A pochi passi dalla sua abitazione, il giudice imbocca una strada secondaria. È chiusa da una transenna che segnala lavori in corso. Terranova e Mancuso non fanno in tempo a cogliere il pericolo. I killer sbucano fuori all’improvviso e aprono il fuoco. Sparano con una carabina Winchester e con diverse pistole. Istintivamente il giudice ingrana la retromarcia per tentare di sfuggire alla pioggia di proiettili, mentre Mancuso impugna la sua Beretta d’ordinanza per rispondere al fuoco. È tutto vano: un proiettile colpisce il magistrato al collo e lo uccide. I sicari, non paghi della vendetta compiuta, esplodono contro Terranova il colpo di grazia. Aveva 58 anni.

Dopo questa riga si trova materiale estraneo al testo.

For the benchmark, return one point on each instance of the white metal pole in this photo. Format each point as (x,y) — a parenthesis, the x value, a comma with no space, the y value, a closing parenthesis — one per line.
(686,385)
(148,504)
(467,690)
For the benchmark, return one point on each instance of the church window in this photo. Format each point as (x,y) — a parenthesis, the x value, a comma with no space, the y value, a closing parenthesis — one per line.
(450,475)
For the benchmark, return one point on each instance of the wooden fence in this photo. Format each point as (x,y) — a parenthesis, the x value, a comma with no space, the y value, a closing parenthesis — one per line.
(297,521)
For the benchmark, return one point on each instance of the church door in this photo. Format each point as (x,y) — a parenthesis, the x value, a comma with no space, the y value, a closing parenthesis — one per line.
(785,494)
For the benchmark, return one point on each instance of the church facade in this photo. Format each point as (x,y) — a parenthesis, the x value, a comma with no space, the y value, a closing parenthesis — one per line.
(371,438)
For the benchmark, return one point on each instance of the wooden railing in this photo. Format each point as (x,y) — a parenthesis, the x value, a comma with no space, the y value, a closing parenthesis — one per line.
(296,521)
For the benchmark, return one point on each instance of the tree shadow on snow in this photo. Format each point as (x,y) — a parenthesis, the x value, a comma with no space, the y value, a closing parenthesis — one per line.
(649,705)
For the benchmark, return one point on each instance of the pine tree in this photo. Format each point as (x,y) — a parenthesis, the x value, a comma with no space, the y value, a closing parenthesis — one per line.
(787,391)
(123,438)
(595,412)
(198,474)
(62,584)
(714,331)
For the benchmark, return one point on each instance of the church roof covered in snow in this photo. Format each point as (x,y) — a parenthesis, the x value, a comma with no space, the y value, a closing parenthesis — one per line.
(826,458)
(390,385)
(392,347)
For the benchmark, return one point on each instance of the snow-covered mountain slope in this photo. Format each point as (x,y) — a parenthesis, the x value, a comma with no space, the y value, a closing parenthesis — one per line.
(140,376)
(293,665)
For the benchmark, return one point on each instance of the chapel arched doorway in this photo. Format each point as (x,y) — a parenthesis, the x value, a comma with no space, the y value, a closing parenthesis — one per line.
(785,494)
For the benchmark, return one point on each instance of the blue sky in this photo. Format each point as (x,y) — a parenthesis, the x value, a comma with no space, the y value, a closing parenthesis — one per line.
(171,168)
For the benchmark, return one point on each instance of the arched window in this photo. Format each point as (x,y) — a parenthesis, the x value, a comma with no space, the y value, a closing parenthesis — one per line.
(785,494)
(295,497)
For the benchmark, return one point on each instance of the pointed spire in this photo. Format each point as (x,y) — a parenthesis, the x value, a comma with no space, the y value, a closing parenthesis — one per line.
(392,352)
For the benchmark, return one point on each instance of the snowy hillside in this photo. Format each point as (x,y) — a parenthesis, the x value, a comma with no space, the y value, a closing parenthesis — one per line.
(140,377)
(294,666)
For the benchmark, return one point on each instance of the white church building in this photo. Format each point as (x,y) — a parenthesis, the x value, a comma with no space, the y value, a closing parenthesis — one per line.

Il suo angelo custode si spegne poche ore dopo in ospedale.

A ricoprire quella che avrebbe dovuto essere la sua prossima carica giunge un altro uomo preparato e inflessibile, il giudice Rocco Chinnici: “padre fondatore” del pool antimafia, morirà per mano mafiosa il 29 luglio 1983.

Mandanti ed esecutori materiali dell’assassinio

Solo un anno più tardi arrivano le prime importanti dichiarazioni sull’omicidio di Terranova, a renderle è Tommaso Buscetta: a Giovanni Falcone rivela che il magistrato era diventato un obiettivo già nel 1975, proprio per essere riuscito a ottenere la condanna all’ergastolo di Liggio e per il suo attivismo nella Commissione antimafia. Resoconto confermato anche da Francesco Di Carlo, uomo di fiducia di Bernardo Brusca, che ha indicato come mandante Luciano Leggio e come esecutori materiali Giuseppe Giacomo Gambino, Vincenzo Puccio, Giuseppe Madonia e Leoluca Bagarella. Nel 2004 la Cassazione ha confermato la condanna all’ergastolo per gli esponenti della cupola palermitana che diedero il permesso per eliminare il giudice: Michele Greco, Bernardo Brusca, Pippo Calò, Antonino Geraci, Francesco Madonia, Salvatore Riina e Bernardo Provenzano.

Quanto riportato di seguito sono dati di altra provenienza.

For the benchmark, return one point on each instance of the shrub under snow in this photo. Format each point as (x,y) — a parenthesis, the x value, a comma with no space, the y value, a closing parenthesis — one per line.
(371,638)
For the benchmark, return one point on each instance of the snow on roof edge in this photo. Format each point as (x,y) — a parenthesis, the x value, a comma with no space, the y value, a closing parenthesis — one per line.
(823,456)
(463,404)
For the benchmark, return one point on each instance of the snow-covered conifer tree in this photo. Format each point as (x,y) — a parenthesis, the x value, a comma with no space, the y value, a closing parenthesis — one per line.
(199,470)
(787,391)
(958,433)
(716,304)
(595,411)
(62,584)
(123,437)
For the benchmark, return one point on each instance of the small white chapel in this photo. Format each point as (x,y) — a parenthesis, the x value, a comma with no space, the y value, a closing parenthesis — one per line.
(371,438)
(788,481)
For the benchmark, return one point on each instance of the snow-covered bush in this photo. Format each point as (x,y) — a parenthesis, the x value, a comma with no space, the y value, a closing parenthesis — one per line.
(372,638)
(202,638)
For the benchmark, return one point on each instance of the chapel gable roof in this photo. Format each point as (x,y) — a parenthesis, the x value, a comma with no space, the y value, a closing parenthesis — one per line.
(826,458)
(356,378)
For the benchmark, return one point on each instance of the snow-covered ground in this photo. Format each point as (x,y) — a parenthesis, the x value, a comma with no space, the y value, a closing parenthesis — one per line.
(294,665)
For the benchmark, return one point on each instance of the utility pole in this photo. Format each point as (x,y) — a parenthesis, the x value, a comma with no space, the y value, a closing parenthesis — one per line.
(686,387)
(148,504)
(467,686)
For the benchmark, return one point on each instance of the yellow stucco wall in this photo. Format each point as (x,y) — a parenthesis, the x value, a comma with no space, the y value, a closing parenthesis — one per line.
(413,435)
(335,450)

Le doti umane e professionali del giudice Cesare Terranova

Magistrato preparato e scrupoloso, rigoroso e determinato, Cesare Terranova, da pioniere, ha colto i connotati specifici della mafia siciliana, l’evoluzione inarrestabile, la diffusione crescente e pervasiva nella vita sociale, economica e politica. Nella sua intensa carriera all’interno della magistratura ha dato prova di elevate doti umane e professionali, animato da un vivido ardore civile e sociale. Caratteristiche che lo hanno reso particolarmente stimato.

Di lui ha scritto il presidente della Repubblica Sandro Pertini: “Cesare Terranova fu uomo di alto sentire e di grande cultura: amava profondamente la sua Sicilia e viveva con angoscia la fase di trapasso che l’isola attraversava, dall’economia del feudo e rurale all’economia industriale e collegata con le grandi correnti di traffico europeo e mediterraneo. Ma egli era anche animato, oltre che da un virile coraggio, anche da infinita speranza, che scaturiva dalla sua profonda bontà d’animo: speranza nel futuro dell’Italia e della Sicilia migliori, per le quali il sacrificio della sua vita, fervida, integra ed operosa non è stato vano. Ancora una volta così la violenza omicida della delinquenza organizzata ha colpito uno degli uomini migliori, uno dei figli più degni della terra di Sicilia“.